Risk management while sounding threatening and complicated is really very simple; you need to identify/list all the risks, prioritise them, and then find effective and economical ways to reduce these risks. This is also an important GDPR requirement. The steps needed to follow are

 

  1. Identifying risks: find out what could cause harm. A good group discussion, conducting internal and external audits are a good start. The process should be on-going whenever anyone identifies a risk they need to report it. The risk scope should not be limited and should cater to organisation, people, environment, assets including system, policies and procedures, software, services, 3rd party etc. The best way to do this is to make a risk register which contains all details of the risk, including probability, impact, and risk value as explained below.
     

  2. Assessing threats: A risk register is a list of all risks which helps you focus on the core issues with the help of 2 factors probability and impact. The likely fields you need for risk register are

    • Type/Category (Could be a department, process etc)

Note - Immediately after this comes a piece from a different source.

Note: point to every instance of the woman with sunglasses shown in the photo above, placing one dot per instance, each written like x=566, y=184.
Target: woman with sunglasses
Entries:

    • Owner (the one who is assigned to manage this risk)

    • Description

    • Probability (Understand the probability/likelihood of a risk and how serious it could be. Probability of a risk occurring is given a rating from 0-5 from 0 being very low probability, and 5 being very high probability.)

    • Impact (Similarly, risk-impact the risk would have if exploited is given the same rating from 0-5 from very low impact or consequences to very high.)

    • Risk rating (Risk is then calculated as a product of these 2 numbers, so with risk-probability of 2 and risk-impact of 3 the Risk value is 2x3=6.)

    • Existing mitigation (What existing compensating factors you have which lower the risk)

    • Next Plans (what are the agreed next steps to lower or accept this risk)

    • Next review date (when to discuss this risk again)

    • Status (Open, Closed, Accepted risk etc).


      If a risk is accepted then you also need to maintain an exception policy where risk exceptions are maintained.Each risk is thus given a value. This helps in evaluating which risks need to be given higher priority as can be seen in the Risk traffic light scoring. 0-4 risk value: are low risk issues, and hence have low priority5-12 risk value: are medium risk issues, with medium priority15-25 risk value are high risk issues, with high priority. These items have the maximum security and financial implications.​
       

  3. Controlling risks: Taking action to anticipate or manage them; implement the most effective control measure that is reasonably practicable and economical in the circumstances. Sometimes a simple remediation will help lower the risk immediately and is a much better option then fixing the risk head-on which might be expensive, time consuming and get delayed. Assign risks to an individual who will lead to close this risk and set a deadline.
     

  4. Reviewing risks: Monitoring them and reviewing progress in order to establish whether or not any further action may be necessary. Management approval is also required here. Organisations should review risks at least every 6 months.

 

Ideally you need a central system which manages other security bits including risk management however your current task monitoring system can be used, or in the worst case a simple excel sheet. Please take care to protect the sheet with the password as you don’t want to inform everyone about the potential risks your organisation might have.